I have a couple of snowshoe hikes I’ve promised myself since summer left to get to. I have plans for ice fishing and visiting some frozen waterfalls.

But most of all, I just need to be outside to hear the roaring silence and breathe the cold, clean air. I need to get enough in my lungs to last me into summertime when I will then spend balmy afternoons recalling the fresh, cold air of winter.

Green grass in winter, cold air and snow in summer are good contrasts for me to help keep my mind clicking on its proper course.

A few nights ago, the temperature was well below the horizon line. I went outside to the backyard. The night was deathly still. It seemed like everything was frozen stiff.

When I walked, the snow that had fallen so softly a day or so earlier now crunched loudly beneath my feet. I listened for the sounds of an owl or a wolf or a coyote.

There was nothing at all.

The skies were clear, but the stars seemed to be out of reach and almost out of sight, cast in a hazy chill that likely reached all the way up to their high, astronomical perches.

The smell of woodsmoke was in the air. If I exhaled, it seemed like my breath could hang suspended, reaching all the way across the backyard, like it was a dragon’s fire.

It was an exquisite time to be outdoors and to just be alive.

A couple days before that, my head jerked around before I knew it on my way walking back from the mailbox. From my neighbor’s trees across the road, I heard a robin.

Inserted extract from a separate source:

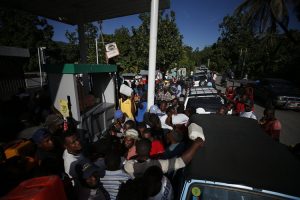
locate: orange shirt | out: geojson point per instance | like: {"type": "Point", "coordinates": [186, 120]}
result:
{"type": "Point", "coordinates": [156, 148]}
{"type": "Point", "coordinates": [131, 152]}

I know there are always a handful at least of robins that hang out in some places over the winter, but I still was not expecting to hear that sound. It shattered everything around me like ice.

I stood listening to it for a few minutes before returning to the house, smiling.

Springtime will be here soon enough. Purple martins have already reached Florida on their flights north from South America. They should be back to our northern Michigan shores, though very limited in numbers here these days, about the first week of May.

But for now, it’s time to behold and enjoy all the magic of winter.

EDITOR’S NOTE: Outdoors North is a weekly column produced by the Michigan Department of Natural Resources on a wide range of topics important to those who enjoy and appreciate Michigan’s world-class natural resources of the Upper Peninsula.